Lagosians are like the South Africans of Africa; the USA of the world; and I do not necessarily mean that in a good way. South Africans are some of the most ignorant about their continent. Granted, they went through many years in isolation away from the rest of us. But 2 decades since the collapse of apartheid, there’s still a huge disconnect between Africa’s biggest economy and the rest of the continent. Most would rather travel to Europe than visit other African countries, drawing conclusions from what they hear and see on TV. Many even believe they don’t belong on the continent and so, see no need to try to be a part of it.
Americans are worse. The average American, basks in ignorance. World War 3 could start today in Canada and some American living right next door in Illinois would not have a clue simply because he’s just okay living in the bubble that is his small town. If it doesn’t happen in their city or directly affects them, they couldn’t care less. That is the same attitude people in Lagos have towards the rest of Nigeria.
Boko Haram blows up everywhere else and we shake our heads and move on to go see a movie. There are kidnappings by the hour in parts of the country, but we buy the papers, read them, then attend the next red carpet event. Flooding leaves millions of Nigerians homeless but we are more concerned in Lagos about the fact that we now have to trek because okadas have been banned. There is no doubt that it isn’t always easy to be passionate about something you haven’t experienced. But sometimes, paying attention in the first place is all it takes.
I was lucky to have grown up in a family that lived virtually everywhere in Nigeria. My father got transferred a lot and as a result, I got to experience life in every single one of Nigeria’s present 6 geo political zones before I became an adult. It definitely opened up my eyes to what Nigeria really is, much more than any NYSC could have. As a result I like to put Lagosians on the spot whenever I meet them, most times, without them knowing. I’d say stuff like; “On our way to Yola back then, we used to stop at Katsina-Ala to buy yams and Mubi for sugar canes.” Most usually ask; “Where are those places?” with the same kind of disgust on their faces as when they hear my place of birth. Many get shocked to find out that an Igbo man ever lived in the north. Some others go as far as swearing that nothing would ever make them live there.
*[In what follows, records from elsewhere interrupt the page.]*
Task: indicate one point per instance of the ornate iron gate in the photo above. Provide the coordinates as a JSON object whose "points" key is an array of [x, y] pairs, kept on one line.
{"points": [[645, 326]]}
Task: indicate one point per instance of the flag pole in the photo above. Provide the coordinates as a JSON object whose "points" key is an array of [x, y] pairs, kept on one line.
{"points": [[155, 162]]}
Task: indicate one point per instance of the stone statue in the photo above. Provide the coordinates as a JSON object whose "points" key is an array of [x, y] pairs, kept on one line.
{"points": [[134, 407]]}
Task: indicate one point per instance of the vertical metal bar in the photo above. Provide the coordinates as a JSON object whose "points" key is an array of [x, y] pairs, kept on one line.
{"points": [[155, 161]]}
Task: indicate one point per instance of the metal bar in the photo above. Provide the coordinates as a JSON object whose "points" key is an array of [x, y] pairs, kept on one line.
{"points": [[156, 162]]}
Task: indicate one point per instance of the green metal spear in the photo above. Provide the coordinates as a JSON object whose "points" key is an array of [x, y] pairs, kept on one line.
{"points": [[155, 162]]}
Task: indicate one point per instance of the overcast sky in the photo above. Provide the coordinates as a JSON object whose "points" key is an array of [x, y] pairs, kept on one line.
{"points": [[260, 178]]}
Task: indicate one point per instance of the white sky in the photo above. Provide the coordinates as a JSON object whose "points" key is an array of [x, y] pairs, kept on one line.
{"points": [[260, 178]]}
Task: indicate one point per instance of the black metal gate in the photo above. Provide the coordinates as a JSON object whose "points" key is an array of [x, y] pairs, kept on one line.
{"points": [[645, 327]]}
Then there are those who are completely clueless. I met someone who had heard of Jigawa State for the first time last year. She’s almost 30 and has lived in Nigeria (read as Lagos) all her life. Some years ago, I had also told a friend that I was going to Jalingo in Taraba State on an official trip. He looked confused. He hadn’t heard of Jalingo before. Then he also wondered if human beings lived there (same way Americans think only animals live in Africa). Funny thing is, one of the most successful young men I have met in Nigeria, lives in Jalingo working and doing his business away from all the extra noise and drama in almighty Lagos. He swore never to move to Lagos because Jalingo not only gave him financial joy but also plenty time to rest and think about his future.
I was in Umuahia 2 weekends ago. I hadn’t been there since I was a kid so I wasn’t sure what to expect. A young man my age, hosted me at his place and I kept thinking to myself throughout that trip, how many Lagosians would agree to move here just to live like this? He stays in his house while currently constructing a shopping complex and events center. I teased him all through about wasting his time in Umuahia and he kept laughing at me; and how Lagosians are always arrogant about their city. He was happy that everyone was running to Lagos since it freed up the smaller cities for people like him to take over.
He has more than a point. What even really happens in this Lagos that makes us feel like anyone outside of it is losing out on something? What?